第七章:エリュファス村

第二十二話:エリュファス村道中

 かつて――『空白の歴史』以前は、今よりも人の住まう土地は広く、人の数も多かったとされている。国の領地とは今のように村や町が草原に点在しているのではなく、領地の中心にある首都を囲み、いくつもの町や村が国と国の境界線ギリギリにまで密集して広がっていたのだ。当然それは中心から離れるほど人は減り自然は増えていったが、国同士は戦争を繰り返していたために、国境付近には城塞都市が並んでいたという。

 この大地の殆どに人間が住んでいた光景は今では想像だにし難いものである。


 ――そこまで読んで、純は息を吐いて本から顔を上げた。向かいの席ではアカザが治療中リハビリとして課されていたらしい手遊びを手持ち無沙汰に繰り返し、その隣のレオンは難しい顔をして資料を読み耽っている。純の隣からはインウィディアの寝息が聞こえる。
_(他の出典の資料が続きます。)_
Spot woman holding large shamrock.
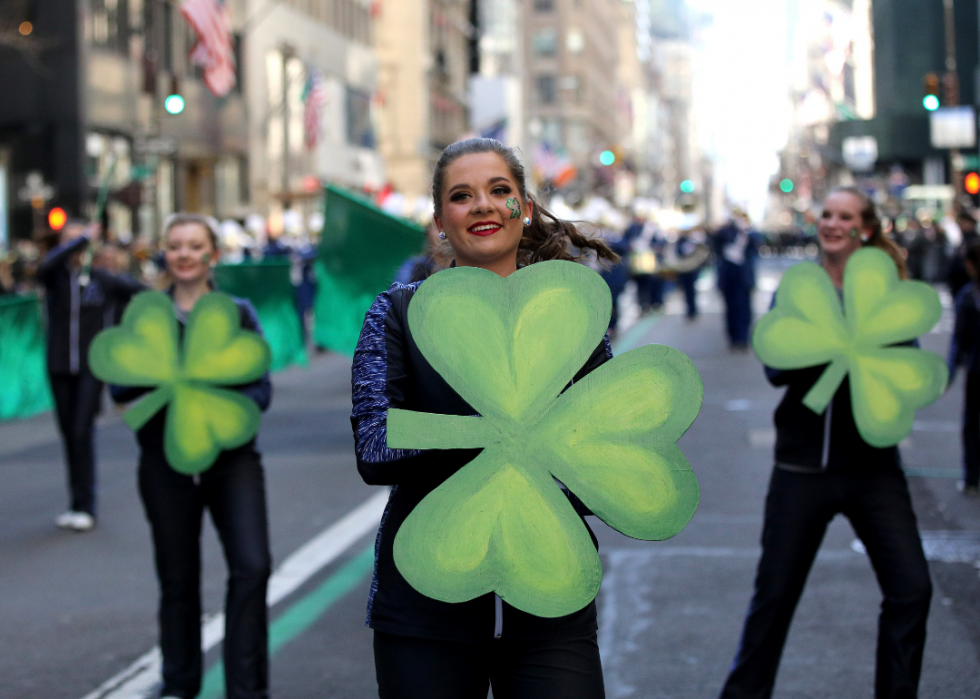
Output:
[721,188,946,699]
[112,214,272,699]
[351,139,628,699]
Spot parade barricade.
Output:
[214,257,308,371]
[0,294,52,420]
[313,185,425,355]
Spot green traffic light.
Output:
[163,95,184,114]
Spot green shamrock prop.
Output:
[752,248,948,447]
[388,261,702,617]
[89,291,271,474]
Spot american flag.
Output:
[180,0,235,97]
[303,65,327,150]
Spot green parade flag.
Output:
[387,261,702,617]
[0,294,52,420]
[214,257,308,371]
[313,185,425,354]
[752,248,949,447]
[88,291,271,475]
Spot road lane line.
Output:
[197,544,374,699]
[84,488,388,699]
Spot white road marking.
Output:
[851,530,980,566]
[84,488,388,699]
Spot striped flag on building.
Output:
[303,65,327,150]
[180,0,235,97]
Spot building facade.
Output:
[0,0,248,246]
[244,0,385,234]
[523,0,621,189]
[374,0,476,197]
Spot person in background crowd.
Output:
[946,209,980,299]
[674,230,709,321]
[623,210,666,313]
[949,241,980,495]
[0,254,16,295]
[111,213,272,699]
[721,187,932,699]
[37,220,143,532]
[713,210,762,351]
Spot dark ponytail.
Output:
[432,138,619,265]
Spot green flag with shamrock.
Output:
[752,248,949,447]
[388,261,702,617]
[89,291,271,474]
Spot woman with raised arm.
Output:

自身にもたれかかる重さを起こさないよう気遣いながら、純は一つ欠伸をした。

 窓の外から見える空は綺麗な夕焼けで、草原がその赤に照らされている。遠くに見える幾つかの町や村は、すぐに純の視界から過ぎ去っていってしまう。


 サファイアが放つ水の魔力を動力として動く列車――『水車』は、純達を乗せて順調にエリュファス村へと走っていた。



第二十二話:エリュファス村道中



 パルオーロを発ったのは、アーサーから蒼の鏡を譲り受けた日の翌日、その昼過ぎであった。
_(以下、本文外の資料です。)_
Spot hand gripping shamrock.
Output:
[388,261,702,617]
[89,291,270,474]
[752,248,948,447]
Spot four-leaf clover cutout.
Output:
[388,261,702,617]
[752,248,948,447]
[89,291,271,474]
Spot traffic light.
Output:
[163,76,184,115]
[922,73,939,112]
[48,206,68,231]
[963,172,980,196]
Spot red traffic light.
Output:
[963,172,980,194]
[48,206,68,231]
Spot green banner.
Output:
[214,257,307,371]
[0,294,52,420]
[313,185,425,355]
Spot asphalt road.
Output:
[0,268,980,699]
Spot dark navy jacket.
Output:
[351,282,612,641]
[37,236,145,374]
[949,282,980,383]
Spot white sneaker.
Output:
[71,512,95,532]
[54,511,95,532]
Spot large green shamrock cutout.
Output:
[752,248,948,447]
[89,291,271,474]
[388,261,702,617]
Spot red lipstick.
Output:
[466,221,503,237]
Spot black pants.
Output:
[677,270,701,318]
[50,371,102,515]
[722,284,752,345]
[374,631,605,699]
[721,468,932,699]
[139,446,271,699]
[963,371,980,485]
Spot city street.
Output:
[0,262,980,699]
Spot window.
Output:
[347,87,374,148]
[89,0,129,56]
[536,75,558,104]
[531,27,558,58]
 というのも、パルオーロからエリュファス村には相当の距離がある。この世界での最速の移動手段は陸においては宝石を原動力とした列車であるが、それでもほぼ半日以上かかるのだ。距離もあるが、この世界の列車が純のよく知る方の『電車』や新幹線などよりも遅いことも時間がかかる要因ではある。この世界の列車ではパルオーロを朝に発ってもエリュファス村に着くのは日暮れ、ならばパルオーロを昼過ぎに出て、夜を列車で過ごして朝にエリュファス村に着くべきだろうという話になったのだ。

 エリュファス村――正確に言うとエリュファス村付近にあるスルド駅行きの『水車』は、途中幾つかの町や村に停車しつつ、時にサファイアを補給しつつ進む。
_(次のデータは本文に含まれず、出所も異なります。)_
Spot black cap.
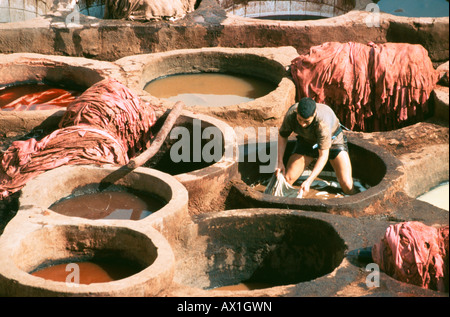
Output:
[297,97,316,119]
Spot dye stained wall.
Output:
[218,0,355,18]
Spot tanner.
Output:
[275,98,357,195]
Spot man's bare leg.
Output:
[330,151,358,195]
[285,153,313,185]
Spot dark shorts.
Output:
[292,135,348,160]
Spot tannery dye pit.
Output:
[0,0,449,298]
[30,257,143,285]
[144,73,276,107]
[49,185,165,220]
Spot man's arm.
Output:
[275,134,288,176]
[301,149,330,194]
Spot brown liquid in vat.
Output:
[144,73,276,107]
[50,191,165,220]
[31,259,142,284]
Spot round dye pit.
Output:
[144,111,239,214]
[0,217,174,296]
[175,210,346,290]
[49,187,167,220]
[116,47,298,126]
[218,0,355,21]
[228,135,405,215]
[0,53,126,137]
[165,208,445,298]
[377,0,449,17]
[19,165,188,239]
[144,73,276,107]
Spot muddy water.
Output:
[31,258,143,284]
[49,191,166,220]
[0,83,81,111]
[144,73,277,107]
[211,282,276,291]
[253,171,369,200]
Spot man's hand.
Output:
[275,163,286,177]
[300,179,311,195]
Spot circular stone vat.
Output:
[0,218,174,296]
[144,73,276,107]
[217,0,355,21]
[174,210,347,290]
[376,0,449,17]
[0,53,125,137]
[229,134,405,215]
[144,110,239,214]
[116,47,298,126]
[19,165,188,241]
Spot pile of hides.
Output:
[0,79,156,199]
[372,221,449,292]
[104,0,196,21]
[0,85,79,111]
[59,79,156,157]
[264,173,302,198]
[291,42,439,132]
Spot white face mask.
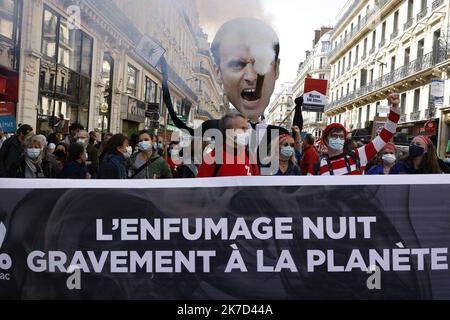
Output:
[236,131,250,147]
[139,141,152,151]
[123,146,133,158]
[382,154,397,164]
[280,146,294,158]
[27,148,42,160]
[328,138,345,151]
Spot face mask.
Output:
[409,144,425,159]
[139,141,152,151]
[382,154,397,164]
[170,149,179,157]
[123,146,133,158]
[77,139,87,147]
[236,132,250,147]
[328,138,345,151]
[27,148,41,160]
[281,146,294,158]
 今回はパルオーロ行き列車の時のような個室ではなく、三人掛けの椅子二つずつが向かい合うように連ねられ、真ん中の通路を挟み両側の窓に沿って二列に置かれている車内で、出入口に近い向かい合わせの二席を取っていた。少々開放的ではあるがプライベートには気を遣われているようで、向かい合わせの二席ごとに防音性を持つ宝石が埋め込まれたカーテンが設置されている、純にとっては物珍しい仕掛けがされている。そんな席で、四人は時に話に花を咲かせながらも各々好きなことをして時間を潰すこととなった。

 純はといえば、少しでもこの世界についての理解を深めようと、レオンの家の書庫から借りたりパルオーロで購入したりした本を読み耽っていた。今読んでいる文化と歴史についての本はなかなか興味深く、長い移動の暇潰しには丁度良い。

 文化について、様々なことを本を通して知ることが出来た。リシュール王国だけでなく、その他の国についてもだ。

 例えば下着。この世界の標準のパンツはTバックなのだとカント以降思っていたのだが、どうやらそれはリシュール王国に限ったことのようであった。即ち、ガイア帝国などではもっと布面積の多い下着が主流であるらしいのだ。それを読んだ時、純は少々ガイア帝国への恐怖が薄れた、というのは余談である。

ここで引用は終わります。